In his art and life Seamus Heaney stayed at a distance from the imprisoning claims of his home and homeland.
He had the sense to keep his distance, even in a room filled with friends and admirers (perhaps especially there).
Few Irish writers since Oscar Wilde has traveled as far from their place of origin, but Heaney stayed true to his homeland, or half true to it.
When you're from the north, as Heaney was, no one will willingly grant you the luxury of impartiality.
More often you're pulled in and implicated from birth to death. In the north 'minds are open like a trap,' he wrote.
So it hasn't been sufficiently acknowledged just how nimbly he avoided all the traps set for him, because it's actually one of the central achievements of his life and art.
In the north in the 1980's the nightly news reports were delivered in words that had grown numb from the repetition of too much horror. Those words failed to convey us to ourselves, they failed to help. Even the term that came to describe the long war, the Troubles, was an imprecise and almost laughable euphemism. Words had completely failed us. Seamus Heaney did not.
In the 1980's, after the success of Brian Friel's play Translations, a group of gifted northern writers (including Heaney) formed a theatre company in Derry to engage with the challenges that Friel's play had set us. They came together to to climb out of its long shadow.
It was a challenge Heaney took to heart. Along the way lines from W.H. Auden inspired him:
'O look, look in the mirror,
O look in your distress:
Life remains a blessing
Although you cannot bless.
'O stand, stand at the window
As the tears scald and start;
You shall love your crooked neighbor
With your crooked heart.'
That wasn't a suggestion, it was a command. There could be no other way out of the dark. Auden's lines would eventually appear in the program to The Cure At Troy, Heaney's remarkable version of Sophocles' Philoctetes, which was performed in Derry in October 1990. They were the first indication of the sheer ambition of what he was up to. That he succeeded is now beyond question. The conversation that Friel had started would find its most eloquent rejoinder in Heaney's verse.

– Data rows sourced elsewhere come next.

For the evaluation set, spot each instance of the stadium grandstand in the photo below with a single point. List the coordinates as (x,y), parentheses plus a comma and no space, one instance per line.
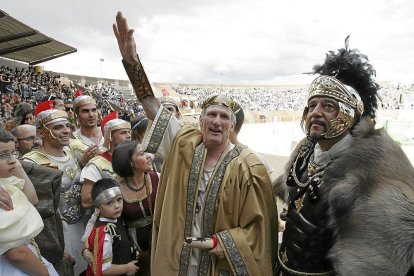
(271,110)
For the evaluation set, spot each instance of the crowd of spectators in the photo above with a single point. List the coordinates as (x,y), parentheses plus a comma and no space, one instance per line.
(392,96)
(24,85)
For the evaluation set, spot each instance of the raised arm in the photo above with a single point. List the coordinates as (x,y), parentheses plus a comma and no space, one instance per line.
(133,67)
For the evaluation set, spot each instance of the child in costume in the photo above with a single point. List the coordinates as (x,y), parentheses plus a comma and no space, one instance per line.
(109,241)
(21,223)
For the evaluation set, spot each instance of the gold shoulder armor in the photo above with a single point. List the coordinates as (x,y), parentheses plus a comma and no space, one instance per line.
(76,145)
(101,163)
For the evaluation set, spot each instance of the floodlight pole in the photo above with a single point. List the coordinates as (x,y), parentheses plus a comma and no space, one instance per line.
(101,62)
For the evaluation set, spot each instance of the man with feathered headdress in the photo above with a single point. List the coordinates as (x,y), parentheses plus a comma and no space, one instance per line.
(209,188)
(348,186)
(114,132)
(53,127)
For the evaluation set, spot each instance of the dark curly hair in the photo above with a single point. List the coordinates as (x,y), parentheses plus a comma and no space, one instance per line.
(351,67)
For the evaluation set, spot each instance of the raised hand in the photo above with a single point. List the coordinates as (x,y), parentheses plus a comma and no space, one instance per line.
(125,38)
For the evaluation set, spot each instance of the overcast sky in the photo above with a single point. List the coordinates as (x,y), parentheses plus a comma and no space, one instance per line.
(225,42)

I was in audience when that play premiered, as were all the main political leaders from both sides of the conflict, as were half the long-suffering people of Derry it seemed. Like all northerners, like all the Irish, I think we wanted the sky to open and show us a vision. Forget Derry, we wanted Delphi. We wanted the poet, our poet, to do what Irish poets, bards and druids have always done: lead us out of darkness toward the light of understanding.
When the god spoke from the mountain in The Cure At Troy it was one of the most electrifying moments of my life, one that made me realize, more than anything has before or since, that the Irish conflict could end.
And all this, remember, was the work of a big farmer's son from Derry who had a talisman for a name. He knew all the roads into and out of the past, he was fluent in every dialect, language and local custom; he was our Hermes of the crossroads, he took us backward and forward in the same line, both into and out of ourselves.
For decades tongue tied politicians have quoted liberally from his play The Cure At Troy, always the same few verses, but for me the play's concluding lines are more memorable. Perhaps because they're typically northern in their paradoxical credulity and suspicion.
'Now it’s high watermark
and floodtide in the heart
and time to go.
The sea-nymphs in the spray
will be the chorus now.
What’s left to say?
Suspect too much sweet-talk
but never close your mind.
It was a fortunate wind
that blew me here. I leave
half-ready to believe
that a crippled trust might walk
and the half-true rhyme is love.'
W.B. Yeats passed away in January 1939 and his successor Seamus Heaney was born three months later. 'If you have the words, there's always a chance that you'll find the way,' Heaney wrote. He made his life the illustration. We should follow the path he created for us.